Nesse caso, nós não demos nenhuma matéria sobre os mineiros de Utah e nós demos uma matéria enorme sobre os mineiros da China, principalmente por causa do conflito social que aquilo representava. Mas a TV sofre mais, porque é muito dependente de imagem e um serviço de imagem é muito mais caro do que um serviço de texto. O serviço de imagem é muito mais excludente de outras pautas do que o serviço de texto. A matéria-prima com que a TV trabalha é mais cara e mais centralizada.

- Analisando um caso específico: se os americanos não estivessem ocupando Iraque, o confronto entre o exército turco e os curdos do norte do país seria notícia com o mesmo destaque que está sendo dado hoje?

Não, claro que não. Mas também esse conflito só está acontecendo porque os americanos estão ocupando o Iraque. E porque, independentemente, é um caso importante. A Turquia e os Estados Unidos estão na OTAN. Na época do Saddam Hussein, mesmo que os curdos no norte do Iraque tivessem certa autonomia, o Saddam era muito mais duro em relação à coisa da fronteira. Quem controla o norte do Iraque efetivamente agora são os curdos do Iraque - e é a única região que os Estados Unidos consideram relativamente tranqüila no Iraque. Obviamente a Turquia está em pânico. É óbvio que a Turquia é importante. A Turquia fica entre a Europa e o Oriente, a Turquia acabou de assinar um acordo de fornecimento de gás com o Irã, a Turquia é da OTAN, a Turquia quer entrar na União Européia - mas a França não quer que a Turquia entre. Isso tem a ver com o negócio do Iraque, mas é claro que isso é importante! Se você não julgar assim, você cai num outro raciocínio: "Ah, então porque os Estados Unidos estão lá, eu também não vou dar. Não é importante". É meio idiota.

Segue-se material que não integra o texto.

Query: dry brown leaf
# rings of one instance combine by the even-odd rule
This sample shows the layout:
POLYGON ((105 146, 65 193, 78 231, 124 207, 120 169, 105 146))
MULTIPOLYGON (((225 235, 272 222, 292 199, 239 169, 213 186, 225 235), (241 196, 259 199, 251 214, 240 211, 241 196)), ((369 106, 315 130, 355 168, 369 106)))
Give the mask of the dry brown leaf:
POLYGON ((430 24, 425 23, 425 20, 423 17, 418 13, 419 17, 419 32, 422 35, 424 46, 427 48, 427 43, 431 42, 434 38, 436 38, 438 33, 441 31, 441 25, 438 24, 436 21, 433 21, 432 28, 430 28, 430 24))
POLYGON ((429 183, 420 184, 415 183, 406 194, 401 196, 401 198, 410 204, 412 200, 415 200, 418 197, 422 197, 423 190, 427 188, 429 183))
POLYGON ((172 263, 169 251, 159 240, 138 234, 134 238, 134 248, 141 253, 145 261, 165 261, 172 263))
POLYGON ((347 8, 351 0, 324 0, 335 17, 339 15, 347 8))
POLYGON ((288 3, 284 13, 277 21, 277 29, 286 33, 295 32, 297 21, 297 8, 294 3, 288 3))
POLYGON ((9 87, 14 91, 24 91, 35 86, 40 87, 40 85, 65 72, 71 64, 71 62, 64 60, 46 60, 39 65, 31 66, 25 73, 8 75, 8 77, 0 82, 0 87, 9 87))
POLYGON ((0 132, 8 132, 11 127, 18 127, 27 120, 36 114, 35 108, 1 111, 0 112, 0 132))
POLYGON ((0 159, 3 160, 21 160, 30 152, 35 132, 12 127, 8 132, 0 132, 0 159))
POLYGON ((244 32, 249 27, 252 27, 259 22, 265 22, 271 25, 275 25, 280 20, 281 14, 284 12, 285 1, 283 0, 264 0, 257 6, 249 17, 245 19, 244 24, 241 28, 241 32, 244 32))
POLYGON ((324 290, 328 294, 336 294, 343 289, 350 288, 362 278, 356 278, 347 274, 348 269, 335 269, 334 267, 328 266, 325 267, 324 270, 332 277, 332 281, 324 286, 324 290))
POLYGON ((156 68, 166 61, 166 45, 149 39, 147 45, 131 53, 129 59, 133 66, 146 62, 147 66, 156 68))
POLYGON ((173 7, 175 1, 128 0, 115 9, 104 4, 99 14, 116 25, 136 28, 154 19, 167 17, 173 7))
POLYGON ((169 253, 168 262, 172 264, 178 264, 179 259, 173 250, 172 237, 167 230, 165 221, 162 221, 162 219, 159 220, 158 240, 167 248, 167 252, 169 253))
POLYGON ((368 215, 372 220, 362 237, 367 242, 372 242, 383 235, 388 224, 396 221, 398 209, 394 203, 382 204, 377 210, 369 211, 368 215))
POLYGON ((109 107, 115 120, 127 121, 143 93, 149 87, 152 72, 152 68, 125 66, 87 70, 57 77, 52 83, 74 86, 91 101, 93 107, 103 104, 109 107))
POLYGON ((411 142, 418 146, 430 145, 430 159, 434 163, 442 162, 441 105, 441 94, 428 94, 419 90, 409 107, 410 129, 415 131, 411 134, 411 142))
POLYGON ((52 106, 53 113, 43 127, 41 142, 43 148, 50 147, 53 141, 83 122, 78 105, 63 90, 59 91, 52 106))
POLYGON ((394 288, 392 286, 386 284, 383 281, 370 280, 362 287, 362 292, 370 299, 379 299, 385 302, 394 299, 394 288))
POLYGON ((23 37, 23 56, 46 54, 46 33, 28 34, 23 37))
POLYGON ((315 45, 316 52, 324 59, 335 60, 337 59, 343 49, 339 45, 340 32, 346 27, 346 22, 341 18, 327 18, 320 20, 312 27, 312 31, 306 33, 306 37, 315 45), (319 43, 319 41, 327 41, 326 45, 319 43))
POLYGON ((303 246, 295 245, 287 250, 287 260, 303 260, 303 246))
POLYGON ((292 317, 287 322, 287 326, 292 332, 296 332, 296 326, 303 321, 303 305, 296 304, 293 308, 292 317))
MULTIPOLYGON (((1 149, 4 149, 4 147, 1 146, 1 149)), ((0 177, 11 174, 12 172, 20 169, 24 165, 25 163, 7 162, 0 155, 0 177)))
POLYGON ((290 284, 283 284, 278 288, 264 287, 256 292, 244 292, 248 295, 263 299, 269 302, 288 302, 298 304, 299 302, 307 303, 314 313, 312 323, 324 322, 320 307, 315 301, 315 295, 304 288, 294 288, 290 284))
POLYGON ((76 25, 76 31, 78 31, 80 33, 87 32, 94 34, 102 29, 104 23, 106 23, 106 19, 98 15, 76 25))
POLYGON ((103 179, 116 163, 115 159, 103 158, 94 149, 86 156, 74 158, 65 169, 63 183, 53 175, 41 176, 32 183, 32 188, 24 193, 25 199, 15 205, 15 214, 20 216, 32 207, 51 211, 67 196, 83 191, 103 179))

- Vocês estudam a resposta e o interesse do público sobre determinados assuntos? O que interessa mais os leitores da Folha? Você acha que informar sobre outros assuntos pode provocar um novo olhar e o interesse por temas, países e regiões diferentes?

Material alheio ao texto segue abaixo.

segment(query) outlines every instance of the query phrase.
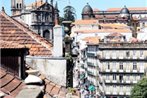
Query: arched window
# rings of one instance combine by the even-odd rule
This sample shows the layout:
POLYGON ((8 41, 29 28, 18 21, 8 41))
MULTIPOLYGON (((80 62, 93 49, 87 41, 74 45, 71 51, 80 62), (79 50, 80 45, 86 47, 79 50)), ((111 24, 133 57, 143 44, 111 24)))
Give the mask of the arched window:
POLYGON ((43 37, 46 38, 47 40, 50 39, 50 32, 49 32, 49 30, 43 31, 43 37))
POLYGON ((20 8, 21 8, 21 3, 19 4, 20 8))
POLYGON ((19 7, 19 4, 17 3, 17 8, 19 7))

O público está pagando a gente pra escolher o que eles querem. O jornal faz pesquisas, mas a coisa mais incrível é que o leitor nunca diz o que ele quer. O leitor acha tudo ótimo, em geral. E os leitores de jornais de informação geral são leitores superelitizados, se você comparar com o resto da população. Na verdade, eu acho que cabe a você. E eu não duvido que existam leitores e professores que tenham interesse por temas específicos e que gostariam de ver mais matérias no jornal sobre áreas de seu interesse específico. A média dos leitores, eles não apontam muito o que eles querem ler. Acho que isso é mais uma indicação que é de responsabilidade do jornalista. Mas é claro que informar sobre assuntos diferentes pode provocar o interesse por esses temas.